Another experimental study looked at the effect of omeprazole on rats. Researchers gave half of the rats omeprazole. When the study was over, the researchers were able to show that even after only four weeks of treatment, the rats on the omeprazole had decreased iron levels. If this study had gone on for two or three years like it had with Ben, I am sure these rats would have been just as seriously deficient. There are several important points I need to make.
The first is the most obvious. God put stomach acid in our stomachs for a reason. It’s not an accident. Get rid of it and problems are going to happen. The drugs that reduce stomach acid not only cause iron deficiency, they are also on record for vitamin B12 deficiency, osteoporosis, pneumonia, and colitis. If you absolutely need them, then fine. But most of the time they are not needed. Why?
It’s because stomach acid-reducing drugs usually don’t treat the problem. Because in most cases the cause of reflux and heartburn is not too much stomach acid. It’s too much coffee. Other common causes are sodas (especially colas), alcohol, and NSAID medications such as ibuprofen and aspirin. Stop these and, in most cases, the reflux will just magically go away. But what if it doesn’t?
Surprisingly, one of the most common causes of heartburn and reflux is the deficiency of stomach acid called hypo-chlorhydria. So how is it possible that you can get heartburn from too little stomach acid? It’s because stomach acid protects against the overgrowth of bacteria and fungi in the stomach.

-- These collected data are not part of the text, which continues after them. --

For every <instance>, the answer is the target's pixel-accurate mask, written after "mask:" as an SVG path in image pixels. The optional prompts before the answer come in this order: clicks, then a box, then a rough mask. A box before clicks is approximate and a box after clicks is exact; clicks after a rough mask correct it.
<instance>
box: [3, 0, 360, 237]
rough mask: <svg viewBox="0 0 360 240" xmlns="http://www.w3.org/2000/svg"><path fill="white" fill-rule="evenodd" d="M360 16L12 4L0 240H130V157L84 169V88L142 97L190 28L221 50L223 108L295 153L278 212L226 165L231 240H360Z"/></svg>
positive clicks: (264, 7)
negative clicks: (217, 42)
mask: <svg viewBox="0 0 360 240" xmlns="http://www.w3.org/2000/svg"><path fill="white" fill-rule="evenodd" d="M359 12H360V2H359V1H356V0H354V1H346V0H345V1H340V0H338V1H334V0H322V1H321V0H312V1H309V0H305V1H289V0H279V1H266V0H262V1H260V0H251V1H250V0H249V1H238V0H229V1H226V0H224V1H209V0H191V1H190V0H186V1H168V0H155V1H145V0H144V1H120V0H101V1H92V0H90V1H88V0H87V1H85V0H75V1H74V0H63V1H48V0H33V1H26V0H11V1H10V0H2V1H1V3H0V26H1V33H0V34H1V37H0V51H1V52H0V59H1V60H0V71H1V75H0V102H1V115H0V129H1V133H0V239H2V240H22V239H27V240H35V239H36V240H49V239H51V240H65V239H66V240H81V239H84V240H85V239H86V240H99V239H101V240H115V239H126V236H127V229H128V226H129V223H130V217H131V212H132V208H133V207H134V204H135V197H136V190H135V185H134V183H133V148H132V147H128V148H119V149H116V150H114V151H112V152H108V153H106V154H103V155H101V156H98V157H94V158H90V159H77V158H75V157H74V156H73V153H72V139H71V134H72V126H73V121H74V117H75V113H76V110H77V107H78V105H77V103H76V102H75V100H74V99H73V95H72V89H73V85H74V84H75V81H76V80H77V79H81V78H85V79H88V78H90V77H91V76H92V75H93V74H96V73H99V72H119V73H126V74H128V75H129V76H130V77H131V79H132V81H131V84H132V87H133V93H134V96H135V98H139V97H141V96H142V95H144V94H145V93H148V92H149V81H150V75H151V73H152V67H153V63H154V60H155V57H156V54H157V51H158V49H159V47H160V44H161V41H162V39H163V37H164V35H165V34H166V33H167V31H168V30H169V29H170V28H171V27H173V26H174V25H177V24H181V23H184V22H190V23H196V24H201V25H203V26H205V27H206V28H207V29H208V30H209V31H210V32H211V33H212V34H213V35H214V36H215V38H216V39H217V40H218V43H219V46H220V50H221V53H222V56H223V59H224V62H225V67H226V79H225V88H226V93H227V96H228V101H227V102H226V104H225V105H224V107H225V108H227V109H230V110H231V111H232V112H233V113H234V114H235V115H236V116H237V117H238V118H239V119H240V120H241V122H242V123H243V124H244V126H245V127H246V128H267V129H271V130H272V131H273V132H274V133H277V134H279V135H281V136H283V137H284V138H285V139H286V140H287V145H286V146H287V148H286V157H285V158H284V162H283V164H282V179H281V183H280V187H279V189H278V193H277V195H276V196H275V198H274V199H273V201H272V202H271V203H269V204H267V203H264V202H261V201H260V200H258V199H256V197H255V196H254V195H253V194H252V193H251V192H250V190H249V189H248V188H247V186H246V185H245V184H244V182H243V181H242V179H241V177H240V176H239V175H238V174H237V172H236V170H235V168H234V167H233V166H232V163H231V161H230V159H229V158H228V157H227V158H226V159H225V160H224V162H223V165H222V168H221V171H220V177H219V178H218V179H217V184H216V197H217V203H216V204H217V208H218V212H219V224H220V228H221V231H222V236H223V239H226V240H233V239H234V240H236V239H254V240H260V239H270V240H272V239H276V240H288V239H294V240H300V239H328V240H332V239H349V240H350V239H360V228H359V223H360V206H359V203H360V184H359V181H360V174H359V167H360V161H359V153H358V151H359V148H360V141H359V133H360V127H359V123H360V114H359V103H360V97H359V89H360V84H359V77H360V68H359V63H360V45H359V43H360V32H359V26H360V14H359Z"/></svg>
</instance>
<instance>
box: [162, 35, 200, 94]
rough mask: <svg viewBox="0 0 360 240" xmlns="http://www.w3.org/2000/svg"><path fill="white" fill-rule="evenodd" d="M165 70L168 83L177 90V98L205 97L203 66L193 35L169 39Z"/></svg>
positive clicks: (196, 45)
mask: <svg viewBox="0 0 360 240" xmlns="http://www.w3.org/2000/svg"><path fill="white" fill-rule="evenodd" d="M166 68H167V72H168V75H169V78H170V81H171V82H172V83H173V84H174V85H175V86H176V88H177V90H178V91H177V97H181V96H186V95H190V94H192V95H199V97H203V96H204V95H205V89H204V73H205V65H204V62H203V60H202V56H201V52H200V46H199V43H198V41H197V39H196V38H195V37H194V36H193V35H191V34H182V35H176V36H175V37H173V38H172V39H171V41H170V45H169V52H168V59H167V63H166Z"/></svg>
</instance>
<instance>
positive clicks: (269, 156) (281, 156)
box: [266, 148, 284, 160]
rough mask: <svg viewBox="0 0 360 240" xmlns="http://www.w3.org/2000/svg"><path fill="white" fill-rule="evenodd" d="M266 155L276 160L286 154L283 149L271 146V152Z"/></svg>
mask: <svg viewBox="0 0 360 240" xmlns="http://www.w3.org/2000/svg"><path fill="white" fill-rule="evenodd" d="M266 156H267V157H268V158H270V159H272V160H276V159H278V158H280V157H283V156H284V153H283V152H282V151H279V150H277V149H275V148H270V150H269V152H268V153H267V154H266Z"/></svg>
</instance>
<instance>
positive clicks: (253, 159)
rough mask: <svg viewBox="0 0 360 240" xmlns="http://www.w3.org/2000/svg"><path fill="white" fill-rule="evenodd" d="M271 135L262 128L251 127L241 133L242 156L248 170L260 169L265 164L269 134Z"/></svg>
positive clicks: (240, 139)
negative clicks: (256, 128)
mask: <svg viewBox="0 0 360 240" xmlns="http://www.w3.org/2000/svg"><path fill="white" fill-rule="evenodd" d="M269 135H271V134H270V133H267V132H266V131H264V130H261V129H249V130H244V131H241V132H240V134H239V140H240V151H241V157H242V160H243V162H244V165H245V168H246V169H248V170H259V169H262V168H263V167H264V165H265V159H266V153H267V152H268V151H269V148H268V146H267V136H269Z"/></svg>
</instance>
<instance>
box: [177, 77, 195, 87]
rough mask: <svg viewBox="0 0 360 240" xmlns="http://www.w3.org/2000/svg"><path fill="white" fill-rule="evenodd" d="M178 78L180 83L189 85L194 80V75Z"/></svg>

When too little stomach acid is present, it can result in an overgrowth of these organisms right in the stomach. And when that happens, the acid metabolic products of the organisms can create the symptoms of heartburn.
So if you are regularly taking drugs like omeprazole for heartburn, do the smart thing. Stop all coffee, sodas, NSAIDs, and alcohol for three weeks. At the same time, take a supplement with the herb d-limonene in it. This herb can be instrumental in detoxifying and increasing the efficiency of the stomach.
After three weeks, stop the medication and see what happens. There is a good chance that you will find that you no longer need it. And after six weeks of therapy, there is also a good likelihood that you will be able to have coffee and alcohol again – as long as you keep a lid on it. But one last precaution.
If you are taking the medications at a doctor’s order because you have either Barrett’s or erosive esophagitis, stop the medications only under your doctor’s supervision. There are indeed many people who do need these drugs. It’s just that most of them don’t.
da Conceic, E.C., T. Shuhama, C. Izumi, et al. “Iron supplementation prevents the development of iron deficiency in rats with omeprazole-induced hypochlorhydria.” Nutrition Research 21, April 2001. 1201–1208.
Sharma, V.R., M.A. Brannon, and E.A. Carloss. “Effect of omeprazole on oral iron replacement in patients with iron deficiency anemia.” South Med J. 2004 September;97(9):887-9.